U.S. Scientists Point to End-Day Indicators: Sets Doomsday Clock to 5 Minutes before 12
Humanity survived its predicted destruction on December 21 2012 but a group of U.S. scientists believe that we are again closer to the end days not because the Mayan Calendar says so. They now look at the symbolical Doomsday Clock, its minute hand ticks just five minutes before midnight.
When the same clock strikes 12, catastrophic events spelling man's bleak future are likely to follow, according to the Bulletin of Atomic Scientists (BAS), headquartered at the University of Chicago.
In a letter sent to U.S. President Barack Obama, the group scored the less than stellar efforts by governments around the world to dramatically reduce countries' stockpile of nuclear arms and address the alarming climate, echoing the sentiments the group aired last year.
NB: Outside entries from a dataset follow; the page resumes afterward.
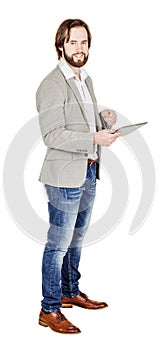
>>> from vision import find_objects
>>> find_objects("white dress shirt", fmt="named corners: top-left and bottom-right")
top-left (59, 59), bottom-right (98, 160)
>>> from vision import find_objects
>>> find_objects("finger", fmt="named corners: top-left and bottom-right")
top-left (110, 113), bottom-right (117, 121)
top-left (113, 131), bottom-right (122, 138)
top-left (110, 129), bottom-right (116, 133)
top-left (109, 117), bottom-right (116, 124)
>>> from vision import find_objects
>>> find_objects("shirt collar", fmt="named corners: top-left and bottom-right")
top-left (59, 59), bottom-right (88, 82)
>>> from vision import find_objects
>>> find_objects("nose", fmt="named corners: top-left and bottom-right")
top-left (76, 42), bottom-right (83, 52)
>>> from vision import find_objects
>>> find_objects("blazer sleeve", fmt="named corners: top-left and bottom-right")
top-left (36, 78), bottom-right (94, 154)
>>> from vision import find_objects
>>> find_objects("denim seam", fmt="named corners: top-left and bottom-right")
top-left (67, 249), bottom-right (74, 297)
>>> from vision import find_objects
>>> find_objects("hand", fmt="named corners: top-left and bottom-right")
top-left (101, 109), bottom-right (117, 127)
top-left (94, 129), bottom-right (121, 147)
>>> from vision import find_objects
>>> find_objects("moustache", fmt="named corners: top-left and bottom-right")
top-left (73, 53), bottom-right (86, 57)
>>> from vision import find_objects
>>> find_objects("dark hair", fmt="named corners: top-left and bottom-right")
top-left (55, 18), bottom-right (92, 59)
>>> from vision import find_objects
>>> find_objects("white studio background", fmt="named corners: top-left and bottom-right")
top-left (1, 0), bottom-right (160, 349)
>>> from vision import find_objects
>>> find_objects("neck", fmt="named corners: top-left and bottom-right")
top-left (71, 66), bottom-right (81, 79)
top-left (63, 58), bottom-right (81, 79)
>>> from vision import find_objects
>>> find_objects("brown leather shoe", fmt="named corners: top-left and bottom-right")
top-left (39, 309), bottom-right (81, 334)
top-left (61, 292), bottom-right (108, 310)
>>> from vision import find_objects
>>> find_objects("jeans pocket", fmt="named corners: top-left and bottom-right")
top-left (59, 187), bottom-right (81, 202)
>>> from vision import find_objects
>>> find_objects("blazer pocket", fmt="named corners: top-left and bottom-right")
top-left (46, 149), bottom-right (73, 160)
top-left (72, 152), bottom-right (88, 160)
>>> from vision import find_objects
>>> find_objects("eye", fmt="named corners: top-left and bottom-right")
top-left (82, 40), bottom-right (88, 46)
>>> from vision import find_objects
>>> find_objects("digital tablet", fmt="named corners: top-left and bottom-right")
top-left (114, 122), bottom-right (148, 136)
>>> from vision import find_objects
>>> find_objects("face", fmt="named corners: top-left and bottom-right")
top-left (62, 27), bottom-right (89, 67)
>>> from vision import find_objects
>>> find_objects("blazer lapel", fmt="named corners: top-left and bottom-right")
top-left (66, 78), bottom-right (89, 125)
top-left (85, 77), bottom-right (102, 131)
top-left (66, 75), bottom-right (103, 131)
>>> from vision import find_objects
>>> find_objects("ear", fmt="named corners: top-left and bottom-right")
top-left (59, 46), bottom-right (64, 58)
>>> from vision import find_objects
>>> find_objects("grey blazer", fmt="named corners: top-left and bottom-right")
top-left (36, 66), bottom-right (105, 187)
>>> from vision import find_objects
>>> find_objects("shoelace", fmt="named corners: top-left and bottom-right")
top-left (56, 311), bottom-right (66, 321)
top-left (80, 292), bottom-right (88, 301)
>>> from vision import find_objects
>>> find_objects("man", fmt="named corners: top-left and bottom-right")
top-left (36, 18), bottom-right (120, 334)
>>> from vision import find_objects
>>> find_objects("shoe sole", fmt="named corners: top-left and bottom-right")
top-left (61, 303), bottom-right (73, 308)
top-left (61, 303), bottom-right (108, 309)
top-left (39, 319), bottom-right (81, 334)
top-left (39, 320), bottom-right (48, 327)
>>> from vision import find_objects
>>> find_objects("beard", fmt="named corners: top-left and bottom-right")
top-left (63, 49), bottom-right (89, 67)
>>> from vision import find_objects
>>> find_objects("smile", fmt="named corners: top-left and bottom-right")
top-left (74, 54), bottom-right (84, 58)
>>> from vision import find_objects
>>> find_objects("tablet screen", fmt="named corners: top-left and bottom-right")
top-left (115, 122), bottom-right (148, 136)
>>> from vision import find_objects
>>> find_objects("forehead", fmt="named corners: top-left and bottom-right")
top-left (67, 26), bottom-right (88, 41)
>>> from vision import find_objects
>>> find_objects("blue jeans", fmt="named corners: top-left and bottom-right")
top-left (41, 163), bottom-right (97, 313)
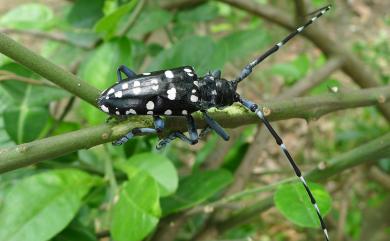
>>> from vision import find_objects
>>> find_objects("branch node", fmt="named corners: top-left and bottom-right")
top-left (262, 106), bottom-right (272, 116)
top-left (378, 95), bottom-right (386, 104)
top-left (17, 145), bottom-right (28, 153)
top-left (101, 133), bottom-right (110, 140)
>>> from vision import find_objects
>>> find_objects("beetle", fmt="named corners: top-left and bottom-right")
top-left (97, 5), bottom-right (332, 241)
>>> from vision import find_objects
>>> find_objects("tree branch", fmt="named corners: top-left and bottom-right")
top-left (0, 33), bottom-right (100, 106)
top-left (0, 86), bottom-right (389, 173)
top-left (218, 0), bottom-right (390, 121)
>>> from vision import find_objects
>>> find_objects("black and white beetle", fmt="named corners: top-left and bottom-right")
top-left (98, 5), bottom-right (332, 241)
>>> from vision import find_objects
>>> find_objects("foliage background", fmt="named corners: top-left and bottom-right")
top-left (0, 0), bottom-right (389, 241)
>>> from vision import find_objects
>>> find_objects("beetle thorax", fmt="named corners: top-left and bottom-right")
top-left (197, 75), bottom-right (237, 109)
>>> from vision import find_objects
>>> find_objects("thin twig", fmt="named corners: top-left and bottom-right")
top-left (118, 0), bottom-right (147, 36)
top-left (0, 28), bottom-right (93, 50)
top-left (46, 96), bottom-right (76, 137)
top-left (0, 70), bottom-right (54, 87)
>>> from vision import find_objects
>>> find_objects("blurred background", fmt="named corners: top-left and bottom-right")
top-left (0, 0), bottom-right (389, 241)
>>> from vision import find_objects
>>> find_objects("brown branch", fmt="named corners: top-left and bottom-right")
top-left (218, 0), bottom-right (390, 121)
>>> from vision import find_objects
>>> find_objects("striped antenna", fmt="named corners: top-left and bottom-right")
top-left (238, 97), bottom-right (330, 241)
top-left (233, 5), bottom-right (331, 84)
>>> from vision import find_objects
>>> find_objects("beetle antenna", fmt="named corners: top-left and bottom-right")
top-left (238, 96), bottom-right (330, 241)
top-left (233, 5), bottom-right (331, 84)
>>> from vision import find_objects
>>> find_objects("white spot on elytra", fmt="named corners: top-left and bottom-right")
top-left (147, 111), bottom-right (153, 115)
top-left (122, 83), bottom-right (129, 90)
top-left (133, 81), bottom-right (141, 94)
top-left (167, 87), bottom-right (176, 100)
top-left (164, 109), bottom-right (172, 115)
top-left (115, 111), bottom-right (120, 115)
top-left (143, 72), bottom-right (151, 75)
top-left (211, 90), bottom-right (217, 95)
top-left (125, 109), bottom-right (136, 115)
top-left (311, 16), bottom-right (317, 21)
top-left (182, 110), bottom-right (188, 115)
top-left (192, 89), bottom-right (196, 93)
top-left (151, 79), bottom-right (159, 91)
top-left (187, 72), bottom-right (194, 77)
top-left (193, 81), bottom-right (199, 86)
top-left (184, 68), bottom-right (192, 73)
top-left (114, 91), bottom-right (123, 98)
top-left (165, 70), bottom-right (174, 78)
top-left (297, 26), bottom-right (304, 32)
top-left (277, 42), bottom-right (283, 47)
top-left (190, 95), bottom-right (198, 102)
top-left (146, 101), bottom-right (154, 110)
top-left (107, 88), bottom-right (115, 95)
top-left (100, 105), bottom-right (109, 113)
top-left (321, 10), bottom-right (326, 14)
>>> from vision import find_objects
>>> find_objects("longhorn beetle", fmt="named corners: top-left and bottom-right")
top-left (98, 5), bottom-right (332, 241)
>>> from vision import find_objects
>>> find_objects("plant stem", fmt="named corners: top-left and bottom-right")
top-left (0, 33), bottom-right (100, 106)
top-left (0, 86), bottom-right (389, 174)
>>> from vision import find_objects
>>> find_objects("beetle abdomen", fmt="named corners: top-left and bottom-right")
top-left (97, 66), bottom-right (200, 116)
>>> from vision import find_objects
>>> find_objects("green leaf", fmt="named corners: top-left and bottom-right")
top-left (176, 2), bottom-right (219, 23)
top-left (274, 182), bottom-right (332, 228)
top-left (111, 172), bottom-right (161, 241)
top-left (310, 78), bottom-right (341, 95)
top-left (116, 153), bottom-right (178, 197)
top-left (52, 222), bottom-right (98, 241)
top-left (94, 0), bottom-right (138, 39)
top-left (270, 63), bottom-right (301, 82)
top-left (67, 0), bottom-right (105, 28)
top-left (129, 8), bottom-right (173, 36)
top-left (218, 29), bottom-right (270, 63)
top-left (0, 3), bottom-right (53, 30)
top-left (0, 169), bottom-right (99, 241)
top-left (0, 117), bottom-right (13, 147)
top-left (79, 37), bottom-right (132, 90)
top-left (3, 104), bottom-right (49, 144)
top-left (149, 36), bottom-right (225, 75)
top-left (0, 81), bottom-right (68, 144)
top-left (161, 169), bottom-right (233, 215)
top-left (78, 37), bottom-right (132, 125)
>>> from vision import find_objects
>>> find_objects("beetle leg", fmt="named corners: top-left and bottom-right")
top-left (113, 127), bottom-right (156, 145)
top-left (153, 115), bottom-right (165, 132)
top-left (117, 65), bottom-right (137, 82)
top-left (113, 116), bottom-right (165, 145)
top-left (156, 114), bottom-right (198, 149)
top-left (199, 126), bottom-right (212, 138)
top-left (202, 110), bottom-right (229, 141)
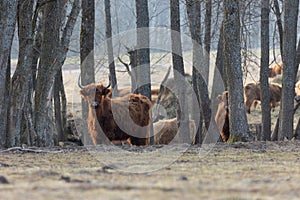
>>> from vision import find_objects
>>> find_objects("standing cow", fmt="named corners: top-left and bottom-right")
top-left (215, 91), bottom-right (230, 142)
top-left (79, 82), bottom-right (152, 146)
top-left (244, 82), bottom-right (282, 113)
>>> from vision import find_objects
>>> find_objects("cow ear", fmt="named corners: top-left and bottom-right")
top-left (80, 89), bottom-right (88, 98)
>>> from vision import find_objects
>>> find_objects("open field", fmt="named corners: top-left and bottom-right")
top-left (1, 141), bottom-right (300, 200)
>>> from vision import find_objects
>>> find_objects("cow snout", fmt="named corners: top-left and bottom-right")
top-left (91, 101), bottom-right (99, 109)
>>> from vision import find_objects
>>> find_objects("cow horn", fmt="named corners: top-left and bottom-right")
top-left (78, 74), bottom-right (86, 89)
top-left (105, 83), bottom-right (111, 89)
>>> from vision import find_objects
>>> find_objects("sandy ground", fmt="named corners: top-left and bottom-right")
top-left (1, 141), bottom-right (300, 200)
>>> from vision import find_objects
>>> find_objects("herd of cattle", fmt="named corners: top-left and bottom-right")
top-left (79, 62), bottom-right (300, 145)
top-left (79, 79), bottom-right (196, 146)
top-left (216, 62), bottom-right (300, 142)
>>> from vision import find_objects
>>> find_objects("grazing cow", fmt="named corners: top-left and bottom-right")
top-left (79, 82), bottom-right (152, 146)
top-left (244, 82), bottom-right (282, 114)
top-left (215, 91), bottom-right (230, 142)
top-left (268, 62), bottom-right (283, 78)
top-left (153, 118), bottom-right (196, 144)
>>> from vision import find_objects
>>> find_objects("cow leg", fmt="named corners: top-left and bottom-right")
top-left (245, 95), bottom-right (257, 114)
top-left (130, 137), bottom-right (149, 146)
top-left (245, 100), bottom-right (252, 114)
top-left (270, 102), bottom-right (276, 112)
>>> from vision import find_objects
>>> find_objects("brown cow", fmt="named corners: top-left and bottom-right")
top-left (268, 62), bottom-right (283, 78)
top-left (153, 118), bottom-right (196, 144)
top-left (215, 91), bottom-right (230, 142)
top-left (79, 82), bottom-right (152, 146)
top-left (117, 87), bottom-right (160, 103)
top-left (244, 82), bottom-right (282, 114)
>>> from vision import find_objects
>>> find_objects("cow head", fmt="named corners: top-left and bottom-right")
top-left (79, 83), bottom-right (111, 109)
top-left (217, 91), bottom-right (229, 110)
top-left (268, 68), bottom-right (277, 78)
top-left (215, 91), bottom-right (230, 142)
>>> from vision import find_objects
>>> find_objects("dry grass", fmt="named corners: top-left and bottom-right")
top-left (1, 142), bottom-right (300, 199)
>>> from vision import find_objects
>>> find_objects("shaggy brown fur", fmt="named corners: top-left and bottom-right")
top-left (117, 87), bottom-right (160, 98)
top-left (268, 62), bottom-right (283, 78)
top-left (116, 87), bottom-right (159, 104)
top-left (215, 91), bottom-right (230, 142)
top-left (244, 82), bottom-right (282, 114)
top-left (153, 118), bottom-right (196, 144)
top-left (80, 83), bottom-right (152, 146)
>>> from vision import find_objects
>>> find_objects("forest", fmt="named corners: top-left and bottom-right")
top-left (1, 0), bottom-right (300, 199)
top-left (1, 0), bottom-right (299, 147)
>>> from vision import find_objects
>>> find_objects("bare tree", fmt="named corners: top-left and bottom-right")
top-left (53, 0), bottom-right (68, 144)
top-left (0, 1), bottom-right (18, 147)
top-left (135, 0), bottom-right (151, 98)
top-left (260, 0), bottom-right (271, 141)
top-left (31, 0), bottom-right (43, 91)
top-left (105, 0), bottom-right (118, 96)
top-left (272, 0), bottom-right (283, 56)
top-left (9, 0), bottom-right (35, 147)
top-left (34, 1), bottom-right (60, 146)
top-left (185, 0), bottom-right (212, 144)
top-left (204, 0), bottom-right (212, 76)
top-left (135, 0), bottom-right (153, 144)
top-left (171, 0), bottom-right (190, 143)
top-left (278, 0), bottom-right (299, 140)
top-left (54, 69), bottom-right (68, 143)
top-left (223, 0), bottom-right (251, 141)
top-left (215, 21), bottom-right (226, 90)
top-left (80, 0), bottom-right (95, 145)
top-left (34, 0), bottom-right (80, 146)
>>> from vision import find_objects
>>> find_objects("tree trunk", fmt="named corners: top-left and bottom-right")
top-left (128, 49), bottom-right (138, 92)
top-left (260, 0), bottom-right (271, 141)
top-left (54, 69), bottom-right (67, 143)
top-left (35, 0), bottom-right (80, 146)
top-left (32, 1), bottom-right (43, 91)
top-left (215, 22), bottom-right (226, 90)
top-left (53, 0), bottom-right (68, 145)
top-left (186, 0), bottom-right (201, 143)
top-left (0, 1), bottom-right (18, 148)
top-left (210, 20), bottom-right (226, 142)
top-left (223, 0), bottom-right (251, 141)
top-left (9, 0), bottom-right (35, 147)
top-left (171, 0), bottom-right (190, 143)
top-left (135, 0), bottom-right (152, 144)
top-left (34, 1), bottom-right (59, 146)
top-left (273, 0), bottom-right (283, 57)
top-left (204, 0), bottom-right (212, 83)
top-left (105, 0), bottom-right (118, 97)
top-left (185, 0), bottom-right (212, 144)
top-left (273, 36), bottom-right (300, 141)
top-left (80, 0), bottom-right (95, 145)
top-left (278, 0), bottom-right (299, 140)
top-left (268, 0), bottom-right (284, 140)
top-left (135, 0), bottom-right (151, 98)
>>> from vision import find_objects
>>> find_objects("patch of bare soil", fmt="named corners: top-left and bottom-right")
top-left (0, 141), bottom-right (300, 200)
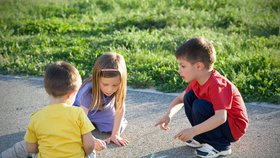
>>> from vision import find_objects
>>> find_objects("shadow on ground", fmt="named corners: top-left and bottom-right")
top-left (141, 146), bottom-right (195, 158)
top-left (0, 132), bottom-right (25, 153)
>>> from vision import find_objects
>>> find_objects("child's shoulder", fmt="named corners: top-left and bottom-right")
top-left (31, 104), bottom-right (49, 115)
top-left (28, 105), bottom-right (49, 120)
top-left (211, 70), bottom-right (230, 84)
top-left (30, 110), bottom-right (41, 118)
top-left (62, 103), bottom-right (83, 112)
top-left (78, 82), bottom-right (92, 94)
top-left (208, 70), bottom-right (237, 90)
top-left (70, 105), bottom-right (83, 111)
top-left (68, 106), bottom-right (86, 118)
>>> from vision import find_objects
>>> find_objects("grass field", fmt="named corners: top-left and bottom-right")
top-left (0, 0), bottom-right (279, 103)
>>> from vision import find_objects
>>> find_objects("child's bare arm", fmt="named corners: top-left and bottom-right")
top-left (193, 109), bottom-right (227, 135)
top-left (166, 91), bottom-right (185, 117)
top-left (82, 132), bottom-right (95, 156)
top-left (174, 109), bottom-right (227, 141)
top-left (25, 141), bottom-right (38, 154)
top-left (155, 91), bottom-right (185, 130)
top-left (94, 138), bottom-right (107, 151)
top-left (108, 106), bottom-right (128, 146)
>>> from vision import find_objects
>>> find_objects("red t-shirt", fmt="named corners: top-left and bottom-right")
top-left (186, 70), bottom-right (248, 141)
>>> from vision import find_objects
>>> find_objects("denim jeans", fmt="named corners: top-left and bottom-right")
top-left (184, 90), bottom-right (235, 151)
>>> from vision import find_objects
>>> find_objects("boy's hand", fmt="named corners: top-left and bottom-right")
top-left (155, 114), bottom-right (171, 130)
top-left (174, 128), bottom-right (195, 142)
top-left (94, 139), bottom-right (107, 151)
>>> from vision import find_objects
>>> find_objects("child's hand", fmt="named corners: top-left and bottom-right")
top-left (106, 135), bottom-right (129, 146)
top-left (94, 138), bottom-right (107, 151)
top-left (174, 128), bottom-right (195, 142)
top-left (155, 114), bottom-right (171, 130)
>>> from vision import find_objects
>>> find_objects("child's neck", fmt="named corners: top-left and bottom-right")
top-left (196, 69), bottom-right (213, 86)
top-left (49, 95), bottom-right (69, 105)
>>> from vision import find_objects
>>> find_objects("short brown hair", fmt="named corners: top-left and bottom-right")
top-left (175, 37), bottom-right (216, 69)
top-left (44, 61), bottom-right (81, 97)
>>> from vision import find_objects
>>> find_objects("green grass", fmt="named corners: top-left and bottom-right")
top-left (0, 0), bottom-right (279, 103)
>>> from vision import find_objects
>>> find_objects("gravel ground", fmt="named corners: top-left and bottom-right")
top-left (0, 75), bottom-right (280, 158)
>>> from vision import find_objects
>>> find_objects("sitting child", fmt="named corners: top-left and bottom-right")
top-left (24, 61), bottom-right (106, 157)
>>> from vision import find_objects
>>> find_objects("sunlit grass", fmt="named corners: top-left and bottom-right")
top-left (0, 0), bottom-right (279, 103)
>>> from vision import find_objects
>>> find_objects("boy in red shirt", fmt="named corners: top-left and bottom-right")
top-left (155, 37), bottom-right (248, 158)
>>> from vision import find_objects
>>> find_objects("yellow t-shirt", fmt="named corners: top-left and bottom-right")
top-left (24, 103), bottom-right (94, 158)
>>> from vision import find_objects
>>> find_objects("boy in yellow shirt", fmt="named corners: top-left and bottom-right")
top-left (24, 61), bottom-right (106, 158)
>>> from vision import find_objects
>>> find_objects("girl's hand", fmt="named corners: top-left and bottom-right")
top-left (174, 128), bottom-right (195, 142)
top-left (155, 114), bottom-right (171, 130)
top-left (106, 135), bottom-right (128, 146)
top-left (94, 138), bottom-right (107, 151)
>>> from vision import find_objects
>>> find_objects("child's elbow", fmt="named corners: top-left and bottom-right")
top-left (215, 110), bottom-right (227, 124)
top-left (215, 116), bottom-right (227, 125)
top-left (25, 142), bottom-right (38, 154)
top-left (83, 141), bottom-right (95, 155)
top-left (82, 132), bottom-right (96, 155)
top-left (220, 116), bottom-right (227, 124)
top-left (221, 113), bottom-right (228, 124)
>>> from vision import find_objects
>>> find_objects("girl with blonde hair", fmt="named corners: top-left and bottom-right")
top-left (74, 52), bottom-right (128, 146)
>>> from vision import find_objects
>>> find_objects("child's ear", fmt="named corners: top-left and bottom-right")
top-left (196, 62), bottom-right (205, 71)
top-left (66, 89), bottom-right (77, 100)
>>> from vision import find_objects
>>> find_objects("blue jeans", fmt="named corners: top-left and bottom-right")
top-left (184, 90), bottom-right (235, 151)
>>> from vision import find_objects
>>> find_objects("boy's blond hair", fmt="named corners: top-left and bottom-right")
top-left (175, 37), bottom-right (216, 69)
top-left (44, 61), bottom-right (81, 97)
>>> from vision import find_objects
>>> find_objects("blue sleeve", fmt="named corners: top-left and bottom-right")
top-left (73, 83), bottom-right (92, 109)
top-left (73, 93), bottom-right (81, 107)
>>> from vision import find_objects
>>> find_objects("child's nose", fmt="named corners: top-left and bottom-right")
top-left (178, 69), bottom-right (181, 74)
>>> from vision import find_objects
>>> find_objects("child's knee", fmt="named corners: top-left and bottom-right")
top-left (192, 99), bottom-right (214, 116)
top-left (184, 90), bottom-right (197, 105)
top-left (184, 90), bottom-right (194, 99)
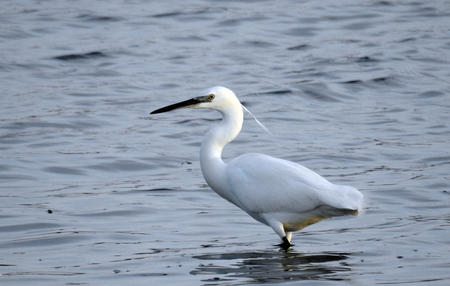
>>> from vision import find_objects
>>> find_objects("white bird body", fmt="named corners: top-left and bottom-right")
top-left (151, 86), bottom-right (363, 247)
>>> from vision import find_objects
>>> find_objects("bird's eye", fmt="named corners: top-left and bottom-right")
top-left (208, 94), bottom-right (215, 101)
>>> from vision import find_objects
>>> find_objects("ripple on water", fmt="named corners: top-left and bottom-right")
top-left (42, 166), bottom-right (86, 176)
top-left (52, 51), bottom-right (108, 61)
top-left (417, 90), bottom-right (445, 98)
top-left (0, 223), bottom-right (60, 233)
top-left (87, 159), bottom-right (154, 172)
top-left (72, 209), bottom-right (150, 217)
top-left (0, 232), bottom-right (89, 249)
top-left (299, 83), bottom-right (342, 102)
top-left (76, 14), bottom-right (123, 22)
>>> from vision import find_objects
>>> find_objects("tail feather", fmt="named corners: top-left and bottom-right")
top-left (318, 205), bottom-right (359, 218)
top-left (320, 185), bottom-right (363, 213)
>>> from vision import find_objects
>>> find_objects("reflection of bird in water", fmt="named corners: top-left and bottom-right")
top-left (192, 250), bottom-right (351, 283)
top-left (151, 86), bottom-right (363, 248)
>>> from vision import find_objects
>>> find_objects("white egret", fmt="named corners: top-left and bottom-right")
top-left (151, 86), bottom-right (363, 248)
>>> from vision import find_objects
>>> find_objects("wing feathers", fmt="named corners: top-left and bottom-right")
top-left (226, 153), bottom-right (363, 215)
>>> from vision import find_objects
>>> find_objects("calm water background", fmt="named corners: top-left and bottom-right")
top-left (1, 0), bottom-right (449, 285)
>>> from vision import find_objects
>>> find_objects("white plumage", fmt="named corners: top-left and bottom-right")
top-left (151, 86), bottom-right (363, 248)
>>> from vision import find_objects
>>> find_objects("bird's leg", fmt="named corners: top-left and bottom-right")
top-left (285, 232), bottom-right (292, 242)
top-left (278, 231), bottom-right (293, 250)
top-left (278, 236), bottom-right (292, 250)
top-left (263, 216), bottom-right (294, 249)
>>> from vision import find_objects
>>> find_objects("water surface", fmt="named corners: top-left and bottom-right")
top-left (1, 0), bottom-right (449, 285)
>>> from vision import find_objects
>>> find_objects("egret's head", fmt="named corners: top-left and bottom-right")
top-left (151, 86), bottom-right (240, 114)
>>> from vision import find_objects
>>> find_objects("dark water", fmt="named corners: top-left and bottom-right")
top-left (1, 0), bottom-right (450, 285)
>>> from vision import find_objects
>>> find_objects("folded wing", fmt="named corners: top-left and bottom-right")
top-left (226, 153), bottom-right (363, 217)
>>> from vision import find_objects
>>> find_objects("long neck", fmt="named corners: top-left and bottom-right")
top-left (200, 104), bottom-right (243, 202)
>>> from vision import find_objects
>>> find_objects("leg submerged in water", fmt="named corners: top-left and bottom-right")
top-left (263, 216), bottom-right (295, 249)
top-left (278, 236), bottom-right (292, 250)
top-left (278, 232), bottom-right (293, 250)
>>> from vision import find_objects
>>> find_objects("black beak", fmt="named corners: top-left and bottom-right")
top-left (150, 97), bottom-right (201, 114)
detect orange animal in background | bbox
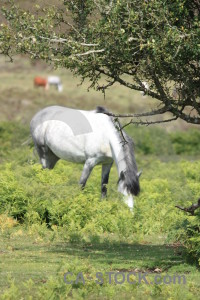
[34,77,49,90]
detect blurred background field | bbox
[1,54,200,131]
[0,54,161,124]
[0,54,200,299]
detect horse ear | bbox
[137,171,142,178]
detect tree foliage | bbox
[0,0,200,124]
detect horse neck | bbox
[109,131,128,176]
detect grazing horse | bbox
[34,77,48,90]
[30,106,141,209]
[47,76,63,92]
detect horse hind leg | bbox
[101,162,113,198]
[45,148,59,169]
[35,145,59,169]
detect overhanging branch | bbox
[175,198,200,216]
[121,116,178,128]
[104,105,170,118]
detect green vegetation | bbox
[0,121,200,299]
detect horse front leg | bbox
[79,159,96,189]
[101,162,113,198]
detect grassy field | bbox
[0,226,199,300]
[0,55,200,299]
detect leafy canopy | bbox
[0,0,200,124]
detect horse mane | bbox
[96,105,140,195]
[96,106,110,114]
[120,131,140,195]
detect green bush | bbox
[125,125,200,156]
[1,156,200,263]
[1,121,200,264]
[0,161,135,238]
[0,163,28,220]
[170,129,200,155]
[0,122,30,160]
[126,126,174,155]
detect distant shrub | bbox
[126,126,174,155]
[0,122,30,160]
[170,129,200,155]
[126,126,200,156]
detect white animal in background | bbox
[47,76,63,92]
[140,81,149,97]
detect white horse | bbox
[47,76,63,92]
[140,81,149,96]
[30,106,141,210]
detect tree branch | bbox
[96,68,162,100]
[103,105,170,118]
[74,49,105,56]
[175,198,200,216]
[38,36,99,46]
[121,116,178,128]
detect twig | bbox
[74,49,105,57]
[122,116,178,127]
[175,198,200,215]
[103,105,169,118]
[38,36,99,46]
[21,136,32,146]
Those disturbing indicators remain in place, the scientists warned Mr Obama, stressing too that keeping a 5-minute margin prior to the proverbial 'the end of days' should keep us working to avert Earth's annihilation.
"The stasis of 2012 convinces us, the Science and Security Board, to keep the hands of the Doomsday Clock in place," the group was reported by the United Press International (UPI) as saying on Tuesday.
The letter noted too that "2012 was the hottest year on record in the contiguous United States, marked by devastating drought and brutal storms ... These extreme events are exactly what climate models predict for an atmosphere laden with greenhouse gases."
Also citing the near nuclear meltdown in Fukushima, Japan and "unrealised opportunity to reduce nuclear stockpiles," the scientists urged Mr Obama to do better this year, pleading on the U.S. leader to also prioritise these grave concerns.
Hopefully, "this is the year for U.S. leadership in slowing climate change and setting a path toward a world without nuclear weapons," BAS board chair Robert Socolow said in a statement.
BAS was founded in 1945, its core composed of the same scientists that actively participated on the U.S.-sponsored Manhattan Project, UPI said on its report. The same initiative was responsible in rolling out the first atomic bomb, its horrifying might first seen when hundreds of thousands were killed in two Japanese cities, Hiroshima and Nagasaki, where the U.S. dropped the bombs to force the end of Word Ward 2 on the Pacific side.
According to Live Science, BAS put up the Doomsday Clock in 1947 to be used as a strong reminder that man is nearing the tipping point of another nuclear disaster, this time in a global scale.
The closest that the ominous clock approached midnight was in 1953, when the first hydrogen was put into test. BAS set the clock at two minutes before midnight, said Live Science, adding that when the Cold War fizzled out in 1991, the minute hand was pushed back 17 minutes away from 12.